All'Accademia di Architettura di Mendrisio nei primi anni 2000 teneva lezioni di "Ecologia umana" il prof. Riccardo Petrella, probabilmente il più autorevole politologo ed economista europeo che si è occupato di sviluppo ecosostenibile e dell'importanza dell'acqua come diritto fondamentale. Petrella, assieme a Mario Soares, Danielle Mitterand e tanti altri, nel 1997 ha redatto il Contratto mondiale dell'acqua, a tutt'oggi il documento più importante sull'utilizzo dell'acqua a livello planetario. Nel 1991, Petrella con lo svizzero Luc Tissot e tanti altri ha dato vita al Gruppo di Lisbona, vero e proprio punto di riferimento per le politiche dell'ecosostenibilità, evoluzione di quel Gruppo di Roma (sempre con Petrella fra i promotori), che all'inizio degli anni 70 è stato il vero precursore della teoria dell'ecosostenibilità, intesa come limiti allo sviluppo selvaggio e saccheggiatore di risorse naturali, antesignano di tutti gli accordi mondiali sul clima.
Proprio il concetto dei limiti allo sviluppo avanzato 50 anni fa dal Gruppo di Roma può essere coniugato con il pensiero dei Radicali ticinesi, che per tutti gli anni 90 e i primi anni 2000 ha saputo vedere i "limiti" del neoliberismo ed è stato l'argine al trionfo incondizionato di quest'ultimo, che fra mito delle privatizzazioni e laissez faire voleva ridurre la dimensione pubblica e il ruolo dello Stato alla totale marginalità.
È il pensiero radicale che più di chiunque altro ha difeso la centralità e l'importanza dello Stato per lo sviluppo di un determinato territorio, riconoscendo l'importanza del mercato e dell'iniziativa privata, ma non sposando mai teorie quasi "messianiche" come il "mercato si autoregola sempre e comunque", lo "Stato snello" ecc.
La crisi ambientale di oggi è figlia principalmente di quell'ideologia che ha creduto che "lasciando fare" a tutti in base ai propri personali interessi, il tutto si sarebbe autoregolamentato.
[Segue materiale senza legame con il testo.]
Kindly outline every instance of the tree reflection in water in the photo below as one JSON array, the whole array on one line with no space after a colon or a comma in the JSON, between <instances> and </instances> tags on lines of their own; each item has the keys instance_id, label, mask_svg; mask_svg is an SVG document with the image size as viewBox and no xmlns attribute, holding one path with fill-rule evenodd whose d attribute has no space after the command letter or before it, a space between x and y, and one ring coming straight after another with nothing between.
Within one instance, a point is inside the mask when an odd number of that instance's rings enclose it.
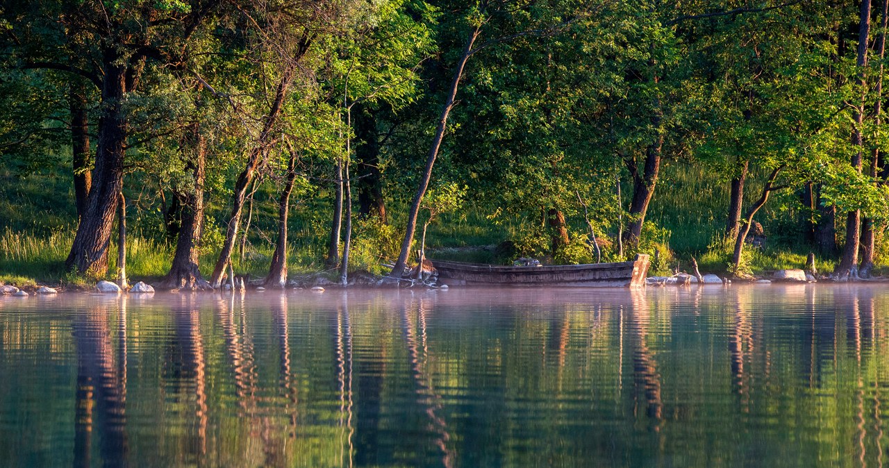
<instances>
[{"instance_id":1,"label":"tree reflection in water","mask_svg":"<svg viewBox=\"0 0 889 468\"><path fill-rule=\"evenodd\" d=\"M0 459L13 465L869 466L887 445L879 288L0 308Z\"/></svg>"}]
</instances>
E invece no, e la crisi ambientale è addirittura diventata emergenza. Se non si assume un punto di vista più alto dei propri interessi a corto termine, privilegiando la dimensione pubblica e prospettive a lungo termine, difficilmente si riuscirà ad affrontare la crisi ambientale. L'ambiente per antonomasia non è di qualcuno, ma di tutti. Proprio per questo solo la dimensione pubblica, che rappresenta l'intera collettività, è il luogo per definizione dove affrontare una crisi che ci riguarda tutti, come quella ambientale. Il pensiero radicale ticinese ha difeso e tutelato questa dimensione pubblica nei decenni scorsi dagli attacchi di chi voleva smantellare tutto. Ora, passata l'ubriacatura del neoliberismo, dobbiamo utilizzare lo Stato come fulcro di una transizione energetica che garantisca una qualità di vita migliore alla cittadinanza.
Credo che un nuovo sviluppo ecosostenibile debba essere coniugato a democrazia e partecipazione, tornando a mettere al centro la dimensione pubblica, intesa come luogo di discussione e partecipazione per il Bene Comune.